On their way Uptown, Sergei and a colleague had stopped to sip Belgian
beers at Walker’s, on the corner of Varick and N. Moore Sts. Happy hour
crowds formed early on Thursday, as people all over the city satisfied their
thirst and their need for companionship — and helped drain inventory that
would have gone warm.

Some managed humor amid the uncertainty.


“Are the horses still working?” Joel Sosinsky asked a police officer as he
passed by the stables at the First Precinct on Varick St.

People asked the officers what was going on, but the Finest could only
point the way to the bridges. You probably know more than we do, they
said. In the media capital of the world, people relied on a Depression-era
form of communication. Groups gathered around parked cars with the
radios blaring.

Others felt too anxious to pause on their way home. The prospect of
another terror attack loomed large in those first few hours.

“I don’t know what this is, but it seems like Al Qaeda,” said Monica
Giraldez, 33, as she hurried out of Tribeca on her way to Grand Central.
The weather also reminded her of Sept. 11, 2001: hot and sunny.
Giraldez was hoping to catch a diesel-powered train to Westchester. Home
seemed a remote destination for many last Thursday afternoon.

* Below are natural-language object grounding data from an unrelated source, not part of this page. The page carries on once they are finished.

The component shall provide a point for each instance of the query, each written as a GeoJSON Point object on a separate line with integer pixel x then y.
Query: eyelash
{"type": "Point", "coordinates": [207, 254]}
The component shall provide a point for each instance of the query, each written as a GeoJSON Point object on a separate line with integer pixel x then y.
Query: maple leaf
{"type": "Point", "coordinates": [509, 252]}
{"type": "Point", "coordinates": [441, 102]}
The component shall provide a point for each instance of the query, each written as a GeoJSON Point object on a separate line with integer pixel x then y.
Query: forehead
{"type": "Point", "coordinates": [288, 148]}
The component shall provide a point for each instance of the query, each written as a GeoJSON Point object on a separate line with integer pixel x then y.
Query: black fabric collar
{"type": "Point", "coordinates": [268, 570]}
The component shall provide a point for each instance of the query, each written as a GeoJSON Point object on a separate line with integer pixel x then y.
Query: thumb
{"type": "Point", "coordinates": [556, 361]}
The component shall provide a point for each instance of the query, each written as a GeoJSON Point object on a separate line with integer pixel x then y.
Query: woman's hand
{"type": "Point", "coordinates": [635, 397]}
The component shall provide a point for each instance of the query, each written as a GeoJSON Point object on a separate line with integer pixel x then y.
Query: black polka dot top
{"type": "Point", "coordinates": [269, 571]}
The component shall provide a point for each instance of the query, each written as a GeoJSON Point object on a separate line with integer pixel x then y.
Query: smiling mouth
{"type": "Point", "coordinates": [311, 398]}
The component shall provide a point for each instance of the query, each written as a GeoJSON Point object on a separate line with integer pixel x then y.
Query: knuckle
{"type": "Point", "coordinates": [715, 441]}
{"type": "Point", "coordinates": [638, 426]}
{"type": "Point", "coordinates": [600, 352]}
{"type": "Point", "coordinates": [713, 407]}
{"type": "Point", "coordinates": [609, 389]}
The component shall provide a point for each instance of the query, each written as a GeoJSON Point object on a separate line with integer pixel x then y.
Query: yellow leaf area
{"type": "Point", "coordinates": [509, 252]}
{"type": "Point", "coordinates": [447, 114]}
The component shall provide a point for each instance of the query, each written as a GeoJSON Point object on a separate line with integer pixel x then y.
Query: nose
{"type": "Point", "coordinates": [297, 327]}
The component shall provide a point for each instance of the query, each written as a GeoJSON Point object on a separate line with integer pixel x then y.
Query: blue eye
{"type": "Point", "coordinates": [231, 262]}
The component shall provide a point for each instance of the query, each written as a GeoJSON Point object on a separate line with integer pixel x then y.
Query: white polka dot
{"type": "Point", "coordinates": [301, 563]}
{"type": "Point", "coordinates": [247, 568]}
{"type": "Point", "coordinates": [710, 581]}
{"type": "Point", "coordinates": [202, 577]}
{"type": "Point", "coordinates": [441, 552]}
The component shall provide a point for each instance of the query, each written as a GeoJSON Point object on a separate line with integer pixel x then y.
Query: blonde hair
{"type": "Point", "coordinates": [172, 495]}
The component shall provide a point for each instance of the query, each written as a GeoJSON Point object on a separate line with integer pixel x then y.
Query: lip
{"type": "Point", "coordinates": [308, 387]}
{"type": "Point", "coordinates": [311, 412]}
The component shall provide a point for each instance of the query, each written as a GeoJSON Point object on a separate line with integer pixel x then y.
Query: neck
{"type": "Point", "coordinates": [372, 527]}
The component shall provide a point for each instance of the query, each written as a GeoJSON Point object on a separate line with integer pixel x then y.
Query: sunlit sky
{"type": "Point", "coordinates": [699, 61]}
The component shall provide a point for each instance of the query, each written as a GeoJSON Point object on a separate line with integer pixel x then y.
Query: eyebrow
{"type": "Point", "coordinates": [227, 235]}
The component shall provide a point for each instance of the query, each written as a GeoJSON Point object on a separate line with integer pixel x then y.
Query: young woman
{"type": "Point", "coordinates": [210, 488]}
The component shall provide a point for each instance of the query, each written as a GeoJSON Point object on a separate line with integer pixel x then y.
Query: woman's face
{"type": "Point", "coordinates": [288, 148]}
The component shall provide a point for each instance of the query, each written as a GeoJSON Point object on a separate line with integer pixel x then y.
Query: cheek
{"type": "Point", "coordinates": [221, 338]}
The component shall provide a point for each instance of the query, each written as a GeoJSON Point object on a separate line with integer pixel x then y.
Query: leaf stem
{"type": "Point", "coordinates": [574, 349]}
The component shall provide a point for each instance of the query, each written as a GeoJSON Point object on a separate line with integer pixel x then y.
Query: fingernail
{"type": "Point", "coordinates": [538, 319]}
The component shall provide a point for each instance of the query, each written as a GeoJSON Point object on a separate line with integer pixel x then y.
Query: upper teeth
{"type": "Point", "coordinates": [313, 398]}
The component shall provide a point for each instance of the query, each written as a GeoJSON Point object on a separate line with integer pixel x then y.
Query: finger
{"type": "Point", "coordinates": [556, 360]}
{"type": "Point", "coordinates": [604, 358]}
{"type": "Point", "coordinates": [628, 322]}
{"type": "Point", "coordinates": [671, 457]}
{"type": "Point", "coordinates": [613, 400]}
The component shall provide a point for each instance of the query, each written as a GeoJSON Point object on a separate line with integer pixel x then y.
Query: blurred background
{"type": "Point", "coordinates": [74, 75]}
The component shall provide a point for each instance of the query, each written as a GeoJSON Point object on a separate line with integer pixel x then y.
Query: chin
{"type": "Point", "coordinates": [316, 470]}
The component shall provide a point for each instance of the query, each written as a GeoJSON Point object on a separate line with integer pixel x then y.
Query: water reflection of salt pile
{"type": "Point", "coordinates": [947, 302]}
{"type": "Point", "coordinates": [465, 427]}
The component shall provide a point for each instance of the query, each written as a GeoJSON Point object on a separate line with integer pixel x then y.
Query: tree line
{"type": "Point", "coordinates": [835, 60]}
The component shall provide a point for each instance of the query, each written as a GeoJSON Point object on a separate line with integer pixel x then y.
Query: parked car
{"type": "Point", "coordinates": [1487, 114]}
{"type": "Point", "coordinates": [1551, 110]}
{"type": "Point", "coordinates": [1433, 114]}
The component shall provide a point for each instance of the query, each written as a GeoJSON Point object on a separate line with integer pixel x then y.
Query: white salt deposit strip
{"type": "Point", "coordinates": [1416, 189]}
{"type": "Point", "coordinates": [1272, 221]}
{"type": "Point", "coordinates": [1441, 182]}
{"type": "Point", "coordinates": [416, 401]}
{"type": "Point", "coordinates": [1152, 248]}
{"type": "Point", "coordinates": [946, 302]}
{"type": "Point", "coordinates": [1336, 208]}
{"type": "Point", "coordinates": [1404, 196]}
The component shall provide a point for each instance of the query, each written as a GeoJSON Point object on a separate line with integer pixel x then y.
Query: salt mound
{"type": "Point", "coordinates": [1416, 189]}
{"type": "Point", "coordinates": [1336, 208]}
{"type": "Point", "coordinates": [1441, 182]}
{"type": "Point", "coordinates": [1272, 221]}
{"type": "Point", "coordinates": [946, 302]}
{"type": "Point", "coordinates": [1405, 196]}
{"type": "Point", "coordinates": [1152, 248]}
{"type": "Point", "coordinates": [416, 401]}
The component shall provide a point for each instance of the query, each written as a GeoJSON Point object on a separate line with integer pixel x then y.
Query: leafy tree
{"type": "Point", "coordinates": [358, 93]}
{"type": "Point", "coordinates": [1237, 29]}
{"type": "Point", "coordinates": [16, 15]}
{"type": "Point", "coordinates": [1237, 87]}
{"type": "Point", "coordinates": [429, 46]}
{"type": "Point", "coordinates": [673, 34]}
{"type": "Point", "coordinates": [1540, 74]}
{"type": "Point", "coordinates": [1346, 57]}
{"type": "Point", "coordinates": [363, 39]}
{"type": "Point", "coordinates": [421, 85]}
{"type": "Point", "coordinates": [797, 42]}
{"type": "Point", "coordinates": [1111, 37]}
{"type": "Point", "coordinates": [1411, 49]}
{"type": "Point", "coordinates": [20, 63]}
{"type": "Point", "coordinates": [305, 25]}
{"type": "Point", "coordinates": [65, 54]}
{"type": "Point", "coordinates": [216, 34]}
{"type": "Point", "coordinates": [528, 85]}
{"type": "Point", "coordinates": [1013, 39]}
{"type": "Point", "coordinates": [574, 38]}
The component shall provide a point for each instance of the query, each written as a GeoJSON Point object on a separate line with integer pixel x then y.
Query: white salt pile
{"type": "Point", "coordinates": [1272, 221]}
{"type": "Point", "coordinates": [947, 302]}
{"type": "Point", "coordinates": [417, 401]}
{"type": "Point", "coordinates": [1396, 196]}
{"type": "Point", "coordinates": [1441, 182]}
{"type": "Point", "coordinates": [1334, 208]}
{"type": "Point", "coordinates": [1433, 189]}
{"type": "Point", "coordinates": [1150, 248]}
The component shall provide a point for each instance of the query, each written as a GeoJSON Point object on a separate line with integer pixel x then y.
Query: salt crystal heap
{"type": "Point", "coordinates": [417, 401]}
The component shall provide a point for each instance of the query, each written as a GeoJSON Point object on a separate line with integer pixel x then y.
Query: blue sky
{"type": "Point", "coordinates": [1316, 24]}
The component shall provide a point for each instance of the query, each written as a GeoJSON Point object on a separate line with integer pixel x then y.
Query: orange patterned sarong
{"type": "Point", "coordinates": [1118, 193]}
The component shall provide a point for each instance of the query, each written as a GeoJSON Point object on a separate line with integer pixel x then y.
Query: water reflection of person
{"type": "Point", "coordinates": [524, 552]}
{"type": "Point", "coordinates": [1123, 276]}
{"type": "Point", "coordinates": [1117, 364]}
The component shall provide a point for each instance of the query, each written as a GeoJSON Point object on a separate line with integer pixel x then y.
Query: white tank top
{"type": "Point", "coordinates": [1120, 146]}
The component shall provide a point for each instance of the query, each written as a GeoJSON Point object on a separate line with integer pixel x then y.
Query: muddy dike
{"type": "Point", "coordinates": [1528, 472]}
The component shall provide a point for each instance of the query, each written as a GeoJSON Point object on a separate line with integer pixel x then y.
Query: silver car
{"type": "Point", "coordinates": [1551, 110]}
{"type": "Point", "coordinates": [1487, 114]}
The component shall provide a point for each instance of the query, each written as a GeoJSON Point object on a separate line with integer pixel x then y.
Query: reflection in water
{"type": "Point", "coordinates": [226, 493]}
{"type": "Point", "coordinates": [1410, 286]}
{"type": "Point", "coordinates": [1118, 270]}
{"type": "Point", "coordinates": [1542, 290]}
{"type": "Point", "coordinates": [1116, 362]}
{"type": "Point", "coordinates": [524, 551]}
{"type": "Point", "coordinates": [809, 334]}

Dana Wade, 37, and her friend Anita Adams, 36, perched on the giant
picnic tables outside City Hall as they watched the crowds jockeying their
way onto the Brooklyn Bridge. Both needed to go deep into Brooklyn,
Wade to Sheepshead Bay and Adams to Flatbush. But neither was sure she
wanted to risk passage just yet.

“To me, that just looks like a hazard,” Adams said. What if you get stuck
up there and something happens? Adams wondered aloud.
It looked like a sluggish marathon on the Brooklyn Bridge, with thousands
of sweaty pedestrians making their way around stopped cars. The bridge
shook under the weight, and there were pockets of muted panic as walkers
realized the road was bucking beneath them. A man sat down. A woman
began singing a hymn.

Then came voices of reassurance.

“We’re all right,” said one woman. “It could be a lot worse.”
And then the man who spoke for us all:

“Tell me this is not a day to remember.”